Fruncí el entrecejo.

– ¿No es un poco arriesgado? ¿Y si nos ve alguien?

– No nos verán. Siempre y cuando no llamemos la atención, claro.

Yo no estaba muy seguro de que fuera un plan sensato, pero el entusiasmo de Anastasia me convenció, así como la idea de los dos solos recorriendo la ribera del río de la mano, como las demás parejas que paseaban por las noches. Por una vez seríamos gente corriente. No una gran duquesa y un miembro de la Guardia Imperial. No una princesa ungida y un mujik. Sólo dos personas.

Georgi y Anastasia.

Como siempre, la familia imperial se fue a la cama temprano, en particular ahora que el zar se encontraba en Stavka y la zarina y sus dos hijas mayores se levantaban a las siete para estar en el hospital una hora más tarde.
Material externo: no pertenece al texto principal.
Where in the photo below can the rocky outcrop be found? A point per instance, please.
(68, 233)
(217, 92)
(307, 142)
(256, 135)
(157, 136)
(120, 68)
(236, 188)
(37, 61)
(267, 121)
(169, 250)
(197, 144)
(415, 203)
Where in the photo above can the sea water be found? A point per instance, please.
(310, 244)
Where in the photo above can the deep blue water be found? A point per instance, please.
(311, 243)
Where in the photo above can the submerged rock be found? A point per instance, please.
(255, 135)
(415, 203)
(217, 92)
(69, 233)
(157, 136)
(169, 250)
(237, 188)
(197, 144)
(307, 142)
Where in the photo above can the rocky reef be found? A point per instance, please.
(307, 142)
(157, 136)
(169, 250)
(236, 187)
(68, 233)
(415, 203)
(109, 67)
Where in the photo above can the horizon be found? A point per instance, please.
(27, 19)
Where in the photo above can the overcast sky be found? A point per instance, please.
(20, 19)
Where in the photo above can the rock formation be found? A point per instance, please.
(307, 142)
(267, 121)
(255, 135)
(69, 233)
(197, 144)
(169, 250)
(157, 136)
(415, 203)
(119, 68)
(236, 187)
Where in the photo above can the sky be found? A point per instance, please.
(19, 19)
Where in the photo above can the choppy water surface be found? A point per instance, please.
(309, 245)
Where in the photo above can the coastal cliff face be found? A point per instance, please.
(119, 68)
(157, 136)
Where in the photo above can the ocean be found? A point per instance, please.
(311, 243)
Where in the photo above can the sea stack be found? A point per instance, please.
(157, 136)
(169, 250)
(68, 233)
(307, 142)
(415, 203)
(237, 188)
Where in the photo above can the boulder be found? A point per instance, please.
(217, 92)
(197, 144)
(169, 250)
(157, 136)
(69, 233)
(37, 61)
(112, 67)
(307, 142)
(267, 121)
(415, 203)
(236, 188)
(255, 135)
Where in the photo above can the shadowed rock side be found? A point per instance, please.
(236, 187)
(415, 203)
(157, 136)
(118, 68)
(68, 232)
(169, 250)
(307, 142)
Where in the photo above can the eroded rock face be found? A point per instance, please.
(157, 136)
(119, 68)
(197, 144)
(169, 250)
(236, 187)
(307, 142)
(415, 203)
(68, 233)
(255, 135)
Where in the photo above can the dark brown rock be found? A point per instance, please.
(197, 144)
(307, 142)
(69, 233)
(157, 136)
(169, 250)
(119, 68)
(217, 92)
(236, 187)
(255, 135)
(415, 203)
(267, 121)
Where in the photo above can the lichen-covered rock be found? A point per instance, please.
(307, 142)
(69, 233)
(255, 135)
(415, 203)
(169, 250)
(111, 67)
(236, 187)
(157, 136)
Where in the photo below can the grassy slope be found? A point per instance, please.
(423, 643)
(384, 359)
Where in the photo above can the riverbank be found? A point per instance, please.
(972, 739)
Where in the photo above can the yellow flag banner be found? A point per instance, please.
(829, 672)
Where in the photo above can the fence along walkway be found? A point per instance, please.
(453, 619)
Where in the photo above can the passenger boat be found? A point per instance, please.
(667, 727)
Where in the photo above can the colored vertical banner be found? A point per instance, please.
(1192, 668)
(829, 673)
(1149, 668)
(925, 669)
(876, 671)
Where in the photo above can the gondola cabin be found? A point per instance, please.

Así pues, decidimos encontrarnos en la columna de Alejandro, en la plaza del Palacio, a las tres de la madrugada, cuando tuviésemos la seguridad de que no habría nadie despierto para vernos. Me fui a la cama a medianoche como siempre, pero no pude dormir. Leí unos capítulos de un libro que había cogido de la biblioteca, un volumen de la poesía de Pushkin que estaba leyendo con el propósito de educarme un poco; no entendía gran cosa, pero me esforzaba al máximo en concentrarme. Cuando llegó la hora de irme, me puse unos pantalones, una camisa y un abrigo, no el uniforme de guardia, y bajé con sigilo la escalera para salir a aquella peculiar y luminosa noche.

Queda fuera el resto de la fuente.